Die Schere fiel laut scheppernd in die Messingschale zu den anderen Bestecken und Instrumenten, die in der schlierig roten Suppe, was einmal Essigwasser gewesen war, ihr Dasein fristeten. Er wandte sich zu den beiden bleichen Novizen um und gab ihnen mit einem Nicken zu verstehen, dass er die letzten Handgriffe der Behandlung übernommen und vollendet hatte. Ein letzter Druck seiner Finger an den Hals der besinnungslosen Frau um ihren Blutstrom zu kontrollieren, dann wandte er sich vom Tisch ab und fuhr sich durch Gesicht und seine Haare, welche nun in alle Richtungen abstand und ihn müde und verwirrt aussehen ließ, doch daran störte er sich nun nicht mehr. Warum auch? Überall auf dem mit Sand und Kräutern ausgestreuten Boden lagen Menschen in ihrem Blut, auf Leinentüchern, Lagern und lehnten an Wänden und Säulen. Die Luft war erfüllt von einer stickigen Glocke, roch nach Leid und Tod und wurde von leisem Gestöhne, Geflüster oder Schmerzenschreien durchdrungen. Er drehte sich einmal um die eigenen Achse um eine Situation zu finden, bei der er nützlich sein könnte. Dies war nicht das erste Lazarett in dem er arbeitete, und so langsam gelang es ihm, Ruhe zu bewahren und sich darauf zu konzentrieren, effizient da einzugreifen wo es am meisten Sinn machte.
Bei seinem Rundblick fiel ihm auf, dass Jelena nicht mehr am Tisch stand, und zusammen mit ihrem fahlen, müden Gesicht und den tiefen Schatten ihrer Augen machte sich ein Gefühl der Besorgniss in ihm breit. Seine Meisterin war immer darum bemüht, auf andere Willensstark zu wirken, und ihr Anblick hatte ihn erschreckt, als sie sich vorhin umgedreht hatte.

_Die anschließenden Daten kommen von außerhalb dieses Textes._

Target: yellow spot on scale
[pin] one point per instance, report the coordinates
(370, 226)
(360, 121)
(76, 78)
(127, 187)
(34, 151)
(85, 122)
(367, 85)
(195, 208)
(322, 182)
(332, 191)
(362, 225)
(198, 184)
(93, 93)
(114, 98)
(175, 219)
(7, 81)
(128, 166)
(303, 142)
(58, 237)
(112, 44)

Vorhin? Letzte Stunde? Er hatte kein Zeitgefühl mehr. Routiniert ging er beim Vorbeigehen die Bestände der Verbände und Tücher durch und suchte nach ihr, ohne sie jedoch zu erblicken. Er runzelte die Stirn und ging kurz am großen Portal nach draußen vorbei. Von daher wehte ein beißend kalter Wind, der Rauch und Blutgeruch mit sich brachte. Als er sich wieder auf den Rückweg in die Tempelmitte machte, stolperte er über einen Mann. Ehe ihm eine Entschuldigung über die Lippen kommen konnte, rutschte er fast auf dem schlickigen Sand aus, der tiefrot gefäbrt war. Luthor ging vor dem Krieger in die Hocke und hob den Kopf des Axtträgers an. Gebrochene, vernebelte Pupillen starrten durch ihn hindurch ins Leere.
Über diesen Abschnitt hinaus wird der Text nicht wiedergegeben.